Iran-linked IOCONTROL malware targets critical IoT/OT infrastructure in Israel, US

Researchers from Claroty’s Team82 arm have obtained a sample of a custom-built IoT/OT malware called IOCONTROL used by the Iran-affiliated attackers to attack Israel- and U.S.-based OT/IoT devices. IOCONTROL has been used to attack IoT and SCADA/OT (supervisory control and data acquisition/operational technology) devices of various types including IP cameras, routers, PLCs (programmable logic controllers), HMIs (human-machine interfaces), firewalls, and other similar devices.
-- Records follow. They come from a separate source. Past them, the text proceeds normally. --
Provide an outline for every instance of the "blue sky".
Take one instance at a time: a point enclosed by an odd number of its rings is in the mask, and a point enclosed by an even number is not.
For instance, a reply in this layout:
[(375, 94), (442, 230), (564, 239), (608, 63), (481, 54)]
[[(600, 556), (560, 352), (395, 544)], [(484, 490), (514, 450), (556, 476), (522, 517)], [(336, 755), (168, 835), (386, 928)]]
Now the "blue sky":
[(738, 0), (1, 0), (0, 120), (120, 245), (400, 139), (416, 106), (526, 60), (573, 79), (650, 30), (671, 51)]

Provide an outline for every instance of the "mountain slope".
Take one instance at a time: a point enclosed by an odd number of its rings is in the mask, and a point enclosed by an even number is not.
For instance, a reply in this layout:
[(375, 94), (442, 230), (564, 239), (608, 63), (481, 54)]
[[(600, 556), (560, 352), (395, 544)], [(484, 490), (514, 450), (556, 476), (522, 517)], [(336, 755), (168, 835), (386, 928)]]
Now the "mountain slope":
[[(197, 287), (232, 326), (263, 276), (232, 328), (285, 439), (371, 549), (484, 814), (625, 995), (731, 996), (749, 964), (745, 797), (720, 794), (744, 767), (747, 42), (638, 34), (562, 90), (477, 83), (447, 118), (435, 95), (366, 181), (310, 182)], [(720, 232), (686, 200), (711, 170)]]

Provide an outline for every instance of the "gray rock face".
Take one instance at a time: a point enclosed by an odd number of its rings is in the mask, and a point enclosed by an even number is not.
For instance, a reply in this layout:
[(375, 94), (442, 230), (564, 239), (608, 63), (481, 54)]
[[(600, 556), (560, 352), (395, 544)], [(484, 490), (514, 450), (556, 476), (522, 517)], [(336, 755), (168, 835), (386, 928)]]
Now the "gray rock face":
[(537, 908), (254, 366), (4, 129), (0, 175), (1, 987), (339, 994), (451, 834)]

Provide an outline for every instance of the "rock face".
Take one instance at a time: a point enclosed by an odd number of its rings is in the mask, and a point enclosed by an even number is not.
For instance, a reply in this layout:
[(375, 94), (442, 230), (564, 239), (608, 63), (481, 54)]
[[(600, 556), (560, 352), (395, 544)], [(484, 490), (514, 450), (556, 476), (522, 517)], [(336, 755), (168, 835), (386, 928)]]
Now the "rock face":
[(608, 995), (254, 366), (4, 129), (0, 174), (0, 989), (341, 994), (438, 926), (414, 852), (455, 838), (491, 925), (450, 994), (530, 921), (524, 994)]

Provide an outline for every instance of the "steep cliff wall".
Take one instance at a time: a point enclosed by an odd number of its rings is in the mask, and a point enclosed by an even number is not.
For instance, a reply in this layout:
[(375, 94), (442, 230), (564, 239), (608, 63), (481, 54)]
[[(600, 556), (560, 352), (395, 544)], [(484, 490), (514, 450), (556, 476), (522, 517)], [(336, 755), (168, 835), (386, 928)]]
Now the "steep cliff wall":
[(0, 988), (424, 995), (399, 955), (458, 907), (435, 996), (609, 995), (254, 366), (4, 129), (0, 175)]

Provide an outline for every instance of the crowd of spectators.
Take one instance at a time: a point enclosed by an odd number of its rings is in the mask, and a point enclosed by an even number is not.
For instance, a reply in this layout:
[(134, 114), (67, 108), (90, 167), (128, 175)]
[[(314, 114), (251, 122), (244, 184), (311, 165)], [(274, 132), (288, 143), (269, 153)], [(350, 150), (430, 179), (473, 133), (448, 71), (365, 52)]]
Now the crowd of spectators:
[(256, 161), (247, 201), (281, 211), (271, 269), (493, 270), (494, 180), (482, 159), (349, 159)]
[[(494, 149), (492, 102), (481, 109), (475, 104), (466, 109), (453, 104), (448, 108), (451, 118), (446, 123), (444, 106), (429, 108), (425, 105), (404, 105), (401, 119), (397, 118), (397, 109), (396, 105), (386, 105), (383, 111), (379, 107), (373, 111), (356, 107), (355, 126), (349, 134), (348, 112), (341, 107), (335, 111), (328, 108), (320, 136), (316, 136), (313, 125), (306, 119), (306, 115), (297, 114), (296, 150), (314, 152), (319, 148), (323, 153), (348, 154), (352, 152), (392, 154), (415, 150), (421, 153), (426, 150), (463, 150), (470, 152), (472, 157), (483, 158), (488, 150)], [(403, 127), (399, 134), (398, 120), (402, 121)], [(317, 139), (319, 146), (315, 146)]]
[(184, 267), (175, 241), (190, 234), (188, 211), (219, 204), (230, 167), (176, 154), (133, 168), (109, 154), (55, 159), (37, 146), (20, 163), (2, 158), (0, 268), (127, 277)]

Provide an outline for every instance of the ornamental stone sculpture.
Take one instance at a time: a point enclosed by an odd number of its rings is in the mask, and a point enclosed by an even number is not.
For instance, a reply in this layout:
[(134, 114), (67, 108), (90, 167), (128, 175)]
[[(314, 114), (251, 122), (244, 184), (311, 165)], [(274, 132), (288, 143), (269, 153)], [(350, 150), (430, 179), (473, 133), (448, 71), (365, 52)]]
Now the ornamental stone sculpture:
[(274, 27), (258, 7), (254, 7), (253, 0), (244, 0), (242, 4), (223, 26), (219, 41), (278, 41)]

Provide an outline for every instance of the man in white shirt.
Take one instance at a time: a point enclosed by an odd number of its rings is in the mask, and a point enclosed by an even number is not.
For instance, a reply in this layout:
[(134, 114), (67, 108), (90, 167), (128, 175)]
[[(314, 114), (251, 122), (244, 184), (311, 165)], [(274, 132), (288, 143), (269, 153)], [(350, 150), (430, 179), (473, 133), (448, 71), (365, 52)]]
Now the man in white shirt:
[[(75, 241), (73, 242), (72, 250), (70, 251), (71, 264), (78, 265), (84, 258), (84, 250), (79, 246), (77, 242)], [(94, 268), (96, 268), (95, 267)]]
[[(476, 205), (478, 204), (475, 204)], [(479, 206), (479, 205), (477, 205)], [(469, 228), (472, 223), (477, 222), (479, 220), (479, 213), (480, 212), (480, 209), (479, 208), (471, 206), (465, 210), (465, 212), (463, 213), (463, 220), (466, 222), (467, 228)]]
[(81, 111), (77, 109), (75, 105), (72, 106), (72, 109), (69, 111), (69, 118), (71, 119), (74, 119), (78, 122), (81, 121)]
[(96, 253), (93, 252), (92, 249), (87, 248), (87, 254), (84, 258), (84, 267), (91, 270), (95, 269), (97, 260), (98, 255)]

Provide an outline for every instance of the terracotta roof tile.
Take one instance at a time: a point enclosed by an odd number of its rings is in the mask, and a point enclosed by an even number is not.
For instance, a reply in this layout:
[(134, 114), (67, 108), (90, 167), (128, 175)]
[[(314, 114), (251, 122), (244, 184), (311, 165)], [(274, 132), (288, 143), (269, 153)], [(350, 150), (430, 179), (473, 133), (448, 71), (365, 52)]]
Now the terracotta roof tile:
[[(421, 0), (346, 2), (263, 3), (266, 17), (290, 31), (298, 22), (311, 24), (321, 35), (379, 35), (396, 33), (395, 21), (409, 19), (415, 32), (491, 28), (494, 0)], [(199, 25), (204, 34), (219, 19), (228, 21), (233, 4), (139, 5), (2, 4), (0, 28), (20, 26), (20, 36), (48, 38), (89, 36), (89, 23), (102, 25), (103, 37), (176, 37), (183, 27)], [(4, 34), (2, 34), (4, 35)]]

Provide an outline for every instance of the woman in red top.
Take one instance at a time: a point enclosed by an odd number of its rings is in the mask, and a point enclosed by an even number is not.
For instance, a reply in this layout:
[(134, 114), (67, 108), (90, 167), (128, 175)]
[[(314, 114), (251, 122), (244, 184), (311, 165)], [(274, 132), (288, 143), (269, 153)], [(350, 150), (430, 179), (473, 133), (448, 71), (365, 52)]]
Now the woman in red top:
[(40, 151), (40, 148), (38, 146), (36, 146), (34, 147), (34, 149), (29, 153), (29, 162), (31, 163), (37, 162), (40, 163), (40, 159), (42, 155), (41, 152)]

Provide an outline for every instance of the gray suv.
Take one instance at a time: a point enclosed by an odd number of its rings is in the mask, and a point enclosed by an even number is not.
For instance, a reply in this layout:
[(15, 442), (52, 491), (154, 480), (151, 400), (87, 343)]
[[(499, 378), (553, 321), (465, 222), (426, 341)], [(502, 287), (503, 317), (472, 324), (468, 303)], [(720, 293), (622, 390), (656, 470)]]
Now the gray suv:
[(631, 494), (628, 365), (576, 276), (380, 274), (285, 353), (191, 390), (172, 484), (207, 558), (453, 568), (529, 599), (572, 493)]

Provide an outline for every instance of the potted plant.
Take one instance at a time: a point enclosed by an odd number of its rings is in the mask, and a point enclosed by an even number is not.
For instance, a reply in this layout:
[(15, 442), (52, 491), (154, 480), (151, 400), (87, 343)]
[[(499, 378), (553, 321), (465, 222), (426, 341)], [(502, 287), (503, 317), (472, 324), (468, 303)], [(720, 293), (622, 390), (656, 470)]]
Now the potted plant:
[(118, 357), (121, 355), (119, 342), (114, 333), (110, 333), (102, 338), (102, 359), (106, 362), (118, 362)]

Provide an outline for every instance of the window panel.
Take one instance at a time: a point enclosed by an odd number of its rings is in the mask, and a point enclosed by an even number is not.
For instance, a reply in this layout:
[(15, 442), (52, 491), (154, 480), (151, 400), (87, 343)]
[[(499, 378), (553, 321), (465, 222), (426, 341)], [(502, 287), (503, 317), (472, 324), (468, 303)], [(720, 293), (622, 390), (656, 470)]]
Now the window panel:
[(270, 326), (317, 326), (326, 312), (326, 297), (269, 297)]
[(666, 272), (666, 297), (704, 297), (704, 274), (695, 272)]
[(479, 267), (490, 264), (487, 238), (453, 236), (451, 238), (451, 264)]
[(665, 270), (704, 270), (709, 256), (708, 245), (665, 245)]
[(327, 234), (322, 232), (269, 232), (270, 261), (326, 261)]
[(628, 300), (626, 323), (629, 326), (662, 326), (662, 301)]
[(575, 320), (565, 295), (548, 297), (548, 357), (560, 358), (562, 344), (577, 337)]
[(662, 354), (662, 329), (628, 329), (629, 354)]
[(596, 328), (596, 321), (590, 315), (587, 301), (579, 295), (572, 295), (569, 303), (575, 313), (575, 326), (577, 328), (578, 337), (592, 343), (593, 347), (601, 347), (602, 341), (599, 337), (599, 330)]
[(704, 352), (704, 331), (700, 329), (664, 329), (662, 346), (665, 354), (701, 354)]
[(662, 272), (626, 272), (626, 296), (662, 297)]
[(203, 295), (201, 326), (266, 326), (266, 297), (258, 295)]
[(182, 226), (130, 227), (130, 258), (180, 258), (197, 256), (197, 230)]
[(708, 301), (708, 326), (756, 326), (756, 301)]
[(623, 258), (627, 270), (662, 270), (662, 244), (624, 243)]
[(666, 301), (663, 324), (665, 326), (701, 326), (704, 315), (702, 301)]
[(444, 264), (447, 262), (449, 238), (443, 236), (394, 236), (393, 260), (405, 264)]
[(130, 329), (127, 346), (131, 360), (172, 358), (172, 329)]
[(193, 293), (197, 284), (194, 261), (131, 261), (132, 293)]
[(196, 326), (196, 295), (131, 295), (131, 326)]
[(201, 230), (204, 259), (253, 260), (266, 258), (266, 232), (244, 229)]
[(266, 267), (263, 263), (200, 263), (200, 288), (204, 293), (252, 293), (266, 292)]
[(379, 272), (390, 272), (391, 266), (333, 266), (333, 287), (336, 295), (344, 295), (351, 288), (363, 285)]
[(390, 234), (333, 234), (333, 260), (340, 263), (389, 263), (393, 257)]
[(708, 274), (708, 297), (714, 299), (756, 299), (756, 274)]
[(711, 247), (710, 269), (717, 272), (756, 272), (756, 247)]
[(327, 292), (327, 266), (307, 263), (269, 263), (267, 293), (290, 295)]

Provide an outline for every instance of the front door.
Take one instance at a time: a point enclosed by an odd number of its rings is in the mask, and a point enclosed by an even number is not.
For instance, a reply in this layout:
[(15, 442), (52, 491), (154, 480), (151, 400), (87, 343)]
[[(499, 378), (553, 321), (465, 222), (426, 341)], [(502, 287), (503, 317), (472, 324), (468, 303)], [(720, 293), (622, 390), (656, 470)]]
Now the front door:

Some of the affected vendors include Baicells, D-Link, Hikvision, Red Lion, Orpak, Phoenix Contact, Teltonika, Unitronics, and others.

“We’ve assessed that IOCONTROL is a cyberweapon used by a nation-state to attack civilian critical infrastructure,” Team82 researchers disclosed in a blog post this week. “Our analysis of IOCONTROL includes an in-depth look at the malware’s capabilities and unique communication channels to the attackers’ command-and-control infrastructure.”

Based on a generic OT/IoT malware framework for embedded Linux-based devices that are utilized and compiled against specific targets as needed, the IOCONTROL malware communicates with a C2 over a secure MQTT channel and supports basic commands including arbitrary code execution, self-delete, port scan, and more. This functionality is enough to control remote IoT devices and perform lateral movement if needed. In addition, IOCONTROL has a basic persistence mechanism over a daemon installation and stealth mechanism, for example, the initial payload uses modified UPX packing and the malware uses DNS over HTTPS to hide its C2 infrastructure as much as possible.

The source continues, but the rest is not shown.